I will go and try out what you guys told me :) Thanks!
 
people will often suggest to split the bass into a high and a low track, and process those differently, but for some reason that has never worked particulary well for me...i like to reamp the bass through a sansamp psa with a sound that's very scooped with a slightly edgy highend, and then blend in the DI for the midrange cut/bark.

I actually did this last night and got a pretty solid bass sound. I had a DI track and then a sansamp track that was slightly distorted.

With the DI track I rolled some of the high off and scooped some mids out. Essentially I did the exact opposite with the sansamp track, Compressed the shit out of both of them and then blended the levels to taste. It worked well for what I was doing.
 
I usually highpass at 40hz. Scoop off around 4db at 70hz (effective from 60hz to 90hz) - Edit: But this would more or less depend on the tone.

+1

sometimes adding some "air" around 40-50 hz, and scooping the "perceived" lows around 60-80 hz helps make your bass less boomy. also, you want to compress bass, but do your eq first so that the low end energy around 60 hz that you cut doesnt pump the compressor and eat up your headroom!

I also often will blend 2 tones. one high passed with a gritty hi end, and one low passed with a clean low end. then compress each separately.
 
By this days, I take Line and Mic
Line I process with ampeg svx plugin and i work it on low freqs
Mic I love to take it with akg d-112 and I work high, mid-hi freqs on it
bassically I Pass (hi or Lo) every channel the range of freqs I don't want to work on it, and then compress it all together, I love fardchild plugin for that.

I preffer using distortion on the Lo track, Highs often come alredy distorted with active pickups basses.
 
to get things smoother and creamier in the bass end, try scooping out some of the muddy boomy lows and then compressing to get a smooth and consistent signal with nice sustain, and then plopping in waves Rbass (if you have it) and tweaking from there. you're essentially replacing the harmonic lows with synthetic new rbass ones which are as smooth and syrupy as it gets. if you're doing a DI track and a separate tone track, this is a good method to use on the DI track to extract nothing but smooth harmonic bass, and then use roll off everything under 100-150hz on the tone track...or maybe even higher, to taste. another good thread here:

http://www.ultimatemetal.com/forum/production-tips/507392-whats-damn-bass-guitar.html
 
I've definitely played with HP bass but IME when you have a bunch of garbage down low it's almost always from the guitars. The fundamental freq of a low B is 31hz--which most playback devices can't even produce--so than main reason to HP bass would be to get your masters louder.
 
I've definitely played with HP bass but IME when you have a bunch of garbage down low it's almost always from the guitars. The fundamental freq of a low B is 31hz--which most playback devices can't even produce--so than main reason to HP bass would be to get your masters louder.

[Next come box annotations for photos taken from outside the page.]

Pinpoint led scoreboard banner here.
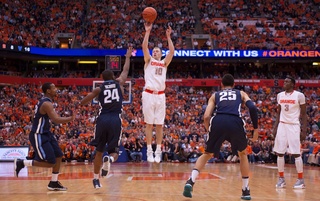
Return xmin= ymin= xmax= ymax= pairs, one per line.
xmin=0 ymin=43 xmax=31 ymax=53
xmin=105 ymin=55 xmax=121 ymax=71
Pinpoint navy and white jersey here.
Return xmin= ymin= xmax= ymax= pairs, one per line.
xmin=31 ymin=97 xmax=52 ymax=134
xmin=215 ymin=89 xmax=242 ymax=117
xmin=98 ymin=80 xmax=123 ymax=114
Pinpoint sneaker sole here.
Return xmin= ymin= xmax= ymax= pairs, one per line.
xmin=183 ymin=185 xmax=192 ymax=198
xmin=154 ymin=159 xmax=161 ymax=163
xmin=101 ymin=156 xmax=110 ymax=177
xmin=293 ymin=185 xmax=306 ymax=189
xmin=48 ymin=187 xmax=67 ymax=191
xmin=276 ymin=184 xmax=286 ymax=188
xmin=101 ymin=169 xmax=109 ymax=177
xmin=147 ymin=158 xmax=154 ymax=163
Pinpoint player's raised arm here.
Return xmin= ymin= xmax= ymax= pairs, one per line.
xmin=203 ymin=93 xmax=215 ymax=131
xmin=164 ymin=26 xmax=174 ymax=67
xmin=142 ymin=22 xmax=152 ymax=64
xmin=80 ymin=87 xmax=101 ymax=105
xmin=117 ymin=47 xmax=133 ymax=86
xmin=240 ymin=91 xmax=259 ymax=141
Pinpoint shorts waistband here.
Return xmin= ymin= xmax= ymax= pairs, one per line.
xmin=144 ymin=89 xmax=164 ymax=95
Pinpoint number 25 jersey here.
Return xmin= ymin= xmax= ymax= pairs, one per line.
xmin=215 ymin=89 xmax=242 ymax=117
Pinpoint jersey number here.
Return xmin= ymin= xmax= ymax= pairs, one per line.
xmin=103 ymin=89 xmax=120 ymax=103
xmin=156 ymin=68 xmax=162 ymax=75
xmin=219 ymin=91 xmax=237 ymax=102
xmin=284 ymin=105 xmax=289 ymax=111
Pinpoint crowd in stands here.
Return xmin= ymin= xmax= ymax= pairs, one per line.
xmin=198 ymin=0 xmax=320 ymax=50
xmin=0 ymin=0 xmax=320 ymax=50
xmin=0 ymin=77 xmax=320 ymax=165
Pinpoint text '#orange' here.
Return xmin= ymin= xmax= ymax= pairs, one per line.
xmin=269 ymin=51 xmax=320 ymax=57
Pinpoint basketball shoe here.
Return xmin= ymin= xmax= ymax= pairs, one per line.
xmin=48 ymin=181 xmax=68 ymax=191
xmin=101 ymin=156 xmax=111 ymax=177
xmin=182 ymin=178 xmax=194 ymax=198
xmin=92 ymin=179 xmax=102 ymax=189
xmin=154 ymin=150 xmax=162 ymax=163
xmin=147 ymin=150 xmax=154 ymax=163
xmin=241 ymin=188 xmax=251 ymax=200
xmin=13 ymin=158 xmax=24 ymax=177
xmin=293 ymin=179 xmax=306 ymax=189
xmin=276 ymin=177 xmax=286 ymax=188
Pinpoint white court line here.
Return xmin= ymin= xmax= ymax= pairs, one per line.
xmin=127 ymin=174 xmax=163 ymax=181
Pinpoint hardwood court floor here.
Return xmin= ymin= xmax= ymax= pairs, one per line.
xmin=0 ymin=162 xmax=320 ymax=201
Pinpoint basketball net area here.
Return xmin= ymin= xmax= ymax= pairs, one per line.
xmin=92 ymin=80 xmax=132 ymax=104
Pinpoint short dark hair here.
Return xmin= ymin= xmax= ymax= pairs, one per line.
xmin=41 ymin=82 xmax=52 ymax=93
xmin=222 ymin=74 xmax=234 ymax=87
xmin=102 ymin=69 xmax=114 ymax=80
xmin=286 ymin=75 xmax=296 ymax=85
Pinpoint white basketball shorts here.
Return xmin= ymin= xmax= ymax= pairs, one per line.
xmin=273 ymin=122 xmax=300 ymax=154
xmin=142 ymin=91 xmax=166 ymax=125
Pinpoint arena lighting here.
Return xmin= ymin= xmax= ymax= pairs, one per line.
xmin=37 ymin=60 xmax=59 ymax=64
xmin=78 ymin=61 xmax=98 ymax=64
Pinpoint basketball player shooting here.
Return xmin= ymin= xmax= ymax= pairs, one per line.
xmin=142 ymin=23 xmax=174 ymax=163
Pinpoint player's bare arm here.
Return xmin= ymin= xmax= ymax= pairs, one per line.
xmin=300 ymin=104 xmax=307 ymax=140
xmin=40 ymin=102 xmax=75 ymax=124
xmin=164 ymin=26 xmax=174 ymax=67
xmin=203 ymin=93 xmax=215 ymax=131
xmin=240 ymin=91 xmax=259 ymax=141
xmin=142 ymin=23 xmax=152 ymax=67
xmin=116 ymin=47 xmax=133 ymax=86
xmin=272 ymin=105 xmax=281 ymax=138
xmin=80 ymin=87 xmax=101 ymax=105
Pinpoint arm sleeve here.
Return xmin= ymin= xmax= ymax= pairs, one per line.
xmin=246 ymin=100 xmax=258 ymax=129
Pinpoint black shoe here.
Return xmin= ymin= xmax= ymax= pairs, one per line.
xmin=241 ymin=188 xmax=251 ymax=200
xmin=13 ymin=158 xmax=24 ymax=177
xmin=92 ymin=179 xmax=102 ymax=188
xmin=101 ymin=156 xmax=111 ymax=177
xmin=48 ymin=181 xmax=68 ymax=191
xmin=182 ymin=178 xmax=194 ymax=198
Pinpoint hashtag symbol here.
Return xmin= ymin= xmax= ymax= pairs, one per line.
xmin=262 ymin=51 xmax=268 ymax=57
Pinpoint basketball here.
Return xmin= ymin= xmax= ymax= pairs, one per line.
xmin=142 ymin=7 xmax=157 ymax=23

I just high pass the master buss.
 
it's not from the guitars. when i extract my songs without bass and listen to it through a hifi with sub there is absolutely now problem with the lowend.

thanks for all the replies! you guys are a lot of help!
 
For whatever it's worth, I hipass my projects at 30hz, bass at 40hz, and kick at 50hz, and rhythm guitars at 100hz. I also usually hipass all other instruments too, even if only a little bit. None of it seems to suffer to my ears, and it seems to tighten up the overall bass of the project. Something else I usually do is scoop out a little bit between 200-400hz to get rid of the part that can sound flabby and boxy.

You have to listen carefully to everything you're doing though. What works for me might not work for you, or it might work great. You have to try things and see what works with your instruments and tracks. Arbitrary "presets" don't work for everyone. However, they can sometimes be a good starting point at least.

Also, what no one else mentioned, sometimes your arrangement and selection of instruments and their ranges can really affect how a mix comes together. If you have a sparse mix where the bass guitar and kick drum are the only instruments occupying the bass frequencies, that can clear up a lot of problems and make tightening the low frequencies up a lot easier.